Le premier impératif pour un service d’eau potable est évidemment de disposer en permanence d’une capacité de stockage suffisante pour garantir l’approvisionnement de la population lors d’un délestage. Il apparaît aussi que les grands réseaux et ceux qui sont reliés au niveau intercommunal bénéficient d’une meilleure résilience. Mais dans des systèmes aussi complexes que celui de la distribution de l’eau potable il faut tout prévoir dans les moindres détails : par exemple qu’on ne dispose pas suffisamment de carburant en cas d’usage prolongé des installations de secours diesels, qu’on manque de temps pour recharger entre deux délestages les batteries qui alimentent les stations de surveillance des canalisations ou qu’il faille recourir aux bons vieux systèmes de transmission radio pour pallier les déficiences des réseaux de télécommunication. Et que se passera-t-il, demande un participant, si l’on n’arrive plus à commander à distance l’ouverture des vannes d’incendie des réservoirs parfois très éloignés ?
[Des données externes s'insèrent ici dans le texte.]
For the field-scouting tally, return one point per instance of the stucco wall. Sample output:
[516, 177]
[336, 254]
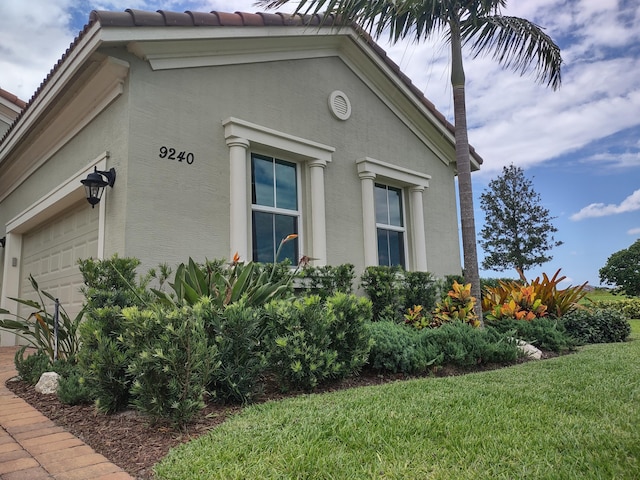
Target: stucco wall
[175, 210]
Aucun compromis sur la qualité de l’eau
Autre question cruciale : peut-on vraiment garantir la qualité de l’eau en temps de crise ? La réponse de Julien Ducry, inspecteur des eaux du canton de Vaud, est on ne peut plus claire : “Pas de compromis sur la qualité de l’eau distribuée, y compris en temps de pénurie d’électricité”. Et là non plus, il n’existe pas de recette miracle. Il revient à chaque gestionnaire de se préparer à cette éventualité en fonction des particularités de ses réseaux. Mais pour ce faire il peut compter sur la SSIGE qui non seulement offre des informations, conseils et recommandations pour de “bonnes pratiques” en matière d’autocontrôle de l’approvisionnement en eau potable (y compris dans les cas de pannes d’électricité), mais propose également des aides techniques et des outils interactifs très performants.
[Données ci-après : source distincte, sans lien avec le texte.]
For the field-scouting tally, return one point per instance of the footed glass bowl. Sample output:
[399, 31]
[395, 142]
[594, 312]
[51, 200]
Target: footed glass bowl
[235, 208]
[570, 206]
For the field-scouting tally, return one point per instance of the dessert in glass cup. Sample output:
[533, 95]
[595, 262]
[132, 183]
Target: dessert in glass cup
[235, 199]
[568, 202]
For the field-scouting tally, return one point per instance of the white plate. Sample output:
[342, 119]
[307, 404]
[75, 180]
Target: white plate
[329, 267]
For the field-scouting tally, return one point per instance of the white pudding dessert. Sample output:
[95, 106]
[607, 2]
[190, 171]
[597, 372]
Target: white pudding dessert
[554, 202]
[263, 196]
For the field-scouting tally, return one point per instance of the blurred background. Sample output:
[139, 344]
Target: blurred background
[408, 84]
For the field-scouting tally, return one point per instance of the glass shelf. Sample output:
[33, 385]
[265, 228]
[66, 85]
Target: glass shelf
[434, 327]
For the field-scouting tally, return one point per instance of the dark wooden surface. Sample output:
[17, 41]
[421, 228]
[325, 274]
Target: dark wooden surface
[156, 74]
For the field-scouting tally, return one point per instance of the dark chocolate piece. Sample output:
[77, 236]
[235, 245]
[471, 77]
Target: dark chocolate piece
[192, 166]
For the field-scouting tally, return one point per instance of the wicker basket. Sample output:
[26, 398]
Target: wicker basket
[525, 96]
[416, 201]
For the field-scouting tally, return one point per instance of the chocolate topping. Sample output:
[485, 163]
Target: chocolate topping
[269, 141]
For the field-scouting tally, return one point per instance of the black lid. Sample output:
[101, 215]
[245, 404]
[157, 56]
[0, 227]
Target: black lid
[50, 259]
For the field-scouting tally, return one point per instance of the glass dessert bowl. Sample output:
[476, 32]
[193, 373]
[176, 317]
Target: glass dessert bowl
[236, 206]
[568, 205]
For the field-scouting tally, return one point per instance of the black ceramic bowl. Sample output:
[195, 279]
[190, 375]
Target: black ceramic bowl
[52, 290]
En cas de pénurie grave, les distributeurs ont l’obligation légale de procéder à des “vérifications accrues de la qualité de l’eau potable”. Julien Ducry rappelle à ce propos “qu’il n’est en général pas recommandé d’interrompre entièrement l’alimentation d’un réseau d’eau, même si cette eau met la santé en danger et ne doit pas être consommée”. Il note aussi que dans certains cas il pourrait se révéler nécessaire de procéder de manière préventive à une chloration manuelle au réservoir.
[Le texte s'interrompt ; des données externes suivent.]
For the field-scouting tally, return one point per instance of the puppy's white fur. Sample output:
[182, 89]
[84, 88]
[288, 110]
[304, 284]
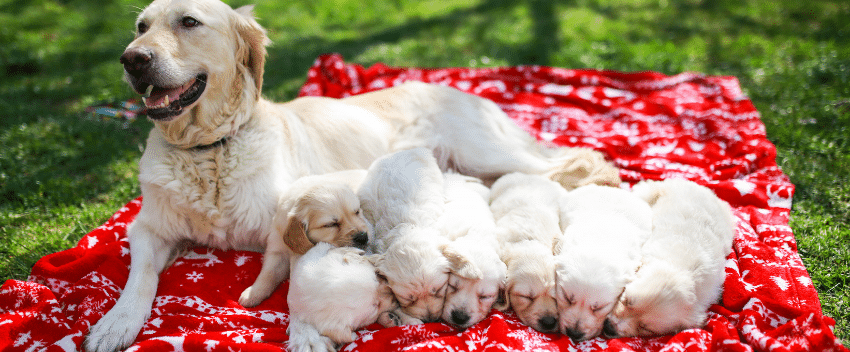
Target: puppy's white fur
[208, 60]
[597, 255]
[333, 291]
[477, 273]
[683, 261]
[317, 208]
[403, 197]
[527, 212]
Certes, si l’on veut éviter les délestages et leur lot de problèmes et de mauvaises surprises, il importe que la population soit informée de manière transparente sur les efforts qu’elle devra faire en cas de pénurie d’électricité. Mais en fin de compte, vu que la consommation électrique d’un réseau d’eau potable dépend énormément de la demande en eau, tous les distributeurs s’accordent à conclure que dans ce domaine la seule manière de réduire efficacement la consommation d’énergie nécessaire au pompage, au traitement de l’eau et à sa distribution est de réduire la consommation d’eau potable. Et là, c’est un autre chapitre qu’il faudrait ouvrir où il serait alors question, entre autres, d’améliorer l’efficience des installations hydrauliques, de colmater les fuites dans les réseaux et de lutter contre le gaspillage, mais aussi d’utiliser moins d’eau chaude.